International Journal of Population Data Science (Aug 2018)
Using Free Text From Medical Notes To Enrich a Longitudinal Cohort Study
Abstract
Introduction The Cleft Collective Cohort study is the world's largest multidisciplinary cleft lip/palate research programme. Despite being one of the most common birth anomalies, the causes of clefting are unknown. Treatment involves a considerable burden of care from birth onwards, together with a variety of social and psychological challenges. Objectives and Approach Our aim is to create the infrastructure and resources necessary to gain important new knowledge that will advance our understanding of the causes of cleft lip/palate, inform treatment and improve the lives of people born with cleft; data linkage is a key aspect of this. There are challenges associated with linking to multiple data sources (NHS Digital, Cleft National Registry). However, using the consent obtained, we are also able to link directly to the participant’s medical notes held by their NHS cleft team; enabling us to access a variety of data, including free text. Results The study already collects social and demographic data via questionnaires and genetic data from biological samples. Data linkage enriches this but also enables us to validate and address missing data problems.
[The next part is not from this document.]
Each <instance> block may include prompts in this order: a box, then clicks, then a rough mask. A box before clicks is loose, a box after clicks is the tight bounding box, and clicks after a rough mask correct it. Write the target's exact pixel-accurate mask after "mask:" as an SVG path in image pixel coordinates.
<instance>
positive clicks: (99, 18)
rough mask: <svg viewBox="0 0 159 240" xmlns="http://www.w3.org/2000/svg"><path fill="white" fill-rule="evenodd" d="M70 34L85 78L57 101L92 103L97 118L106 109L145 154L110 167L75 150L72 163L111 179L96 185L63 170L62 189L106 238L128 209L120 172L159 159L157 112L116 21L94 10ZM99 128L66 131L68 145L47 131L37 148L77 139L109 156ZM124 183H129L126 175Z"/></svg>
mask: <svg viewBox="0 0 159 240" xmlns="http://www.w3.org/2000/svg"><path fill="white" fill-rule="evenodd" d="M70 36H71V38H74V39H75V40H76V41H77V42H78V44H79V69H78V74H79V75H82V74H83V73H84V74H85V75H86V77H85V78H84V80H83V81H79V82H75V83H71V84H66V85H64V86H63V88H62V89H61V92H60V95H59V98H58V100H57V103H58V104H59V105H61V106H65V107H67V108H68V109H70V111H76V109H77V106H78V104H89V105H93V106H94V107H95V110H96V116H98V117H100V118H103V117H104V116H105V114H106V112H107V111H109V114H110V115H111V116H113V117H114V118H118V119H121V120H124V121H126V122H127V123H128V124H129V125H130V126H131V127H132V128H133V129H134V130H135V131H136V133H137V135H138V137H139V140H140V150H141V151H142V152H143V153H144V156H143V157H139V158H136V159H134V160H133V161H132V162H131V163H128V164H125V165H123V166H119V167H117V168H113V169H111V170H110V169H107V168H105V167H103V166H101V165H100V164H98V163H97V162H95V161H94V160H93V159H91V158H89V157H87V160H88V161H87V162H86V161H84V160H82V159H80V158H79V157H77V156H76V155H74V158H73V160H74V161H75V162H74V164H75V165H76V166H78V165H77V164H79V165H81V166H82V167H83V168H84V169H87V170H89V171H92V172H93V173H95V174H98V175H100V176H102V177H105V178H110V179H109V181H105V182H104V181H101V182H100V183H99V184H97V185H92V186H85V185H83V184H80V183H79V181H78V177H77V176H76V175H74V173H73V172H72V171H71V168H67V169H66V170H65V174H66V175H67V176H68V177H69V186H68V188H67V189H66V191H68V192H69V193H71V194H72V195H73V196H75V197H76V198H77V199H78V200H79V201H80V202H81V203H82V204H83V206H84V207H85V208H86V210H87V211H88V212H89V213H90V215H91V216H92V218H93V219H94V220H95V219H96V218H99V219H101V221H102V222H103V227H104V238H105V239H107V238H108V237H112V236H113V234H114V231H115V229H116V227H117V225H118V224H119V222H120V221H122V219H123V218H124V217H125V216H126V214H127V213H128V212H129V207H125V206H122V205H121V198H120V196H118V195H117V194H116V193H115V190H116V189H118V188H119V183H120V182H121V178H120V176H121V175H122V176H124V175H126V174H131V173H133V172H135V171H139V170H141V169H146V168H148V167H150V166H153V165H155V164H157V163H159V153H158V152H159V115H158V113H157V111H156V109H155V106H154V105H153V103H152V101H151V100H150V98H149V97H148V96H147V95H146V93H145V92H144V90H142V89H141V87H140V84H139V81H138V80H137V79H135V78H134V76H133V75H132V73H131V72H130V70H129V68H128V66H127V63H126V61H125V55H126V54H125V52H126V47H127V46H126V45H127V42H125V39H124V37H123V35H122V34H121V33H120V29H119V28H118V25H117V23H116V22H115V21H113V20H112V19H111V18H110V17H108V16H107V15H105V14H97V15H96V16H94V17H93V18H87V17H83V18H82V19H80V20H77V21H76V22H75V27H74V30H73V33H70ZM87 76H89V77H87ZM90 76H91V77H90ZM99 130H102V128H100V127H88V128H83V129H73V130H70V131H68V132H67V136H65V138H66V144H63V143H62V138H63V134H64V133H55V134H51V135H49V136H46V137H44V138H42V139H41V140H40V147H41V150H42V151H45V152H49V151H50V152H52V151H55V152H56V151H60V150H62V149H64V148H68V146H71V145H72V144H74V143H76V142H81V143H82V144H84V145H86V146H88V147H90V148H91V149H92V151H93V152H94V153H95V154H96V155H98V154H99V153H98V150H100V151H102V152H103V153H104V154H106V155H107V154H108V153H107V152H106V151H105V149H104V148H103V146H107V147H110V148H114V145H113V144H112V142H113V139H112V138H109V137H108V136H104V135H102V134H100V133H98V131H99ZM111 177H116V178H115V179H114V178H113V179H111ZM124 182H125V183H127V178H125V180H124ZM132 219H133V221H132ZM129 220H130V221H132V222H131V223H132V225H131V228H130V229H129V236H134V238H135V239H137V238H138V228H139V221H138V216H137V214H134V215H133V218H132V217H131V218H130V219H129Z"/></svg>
However, linkage to external sources brings many challenges, including, governance, costs, access issues. By gaining direct access to cleft team medical notes these issues are significantly reduced and provide us with rich phenotype data that cannot be obtained elsewhere, for example, via ‘read codes’ within electronic medical records. By tailoring our own data collection tool we can collect specific cleft data to enhance the resource and allow for subtype analyses. This process can be repeated throughout the duration of this longitudinal study for subsequent data. Conclusion/Implications Data linkage is a valuable resource but comes with many challenges. One route to overcome many of these issues is by accessing free text data directly from participants medical notes. The richness of these data allows for more in depth phenotypic analyses.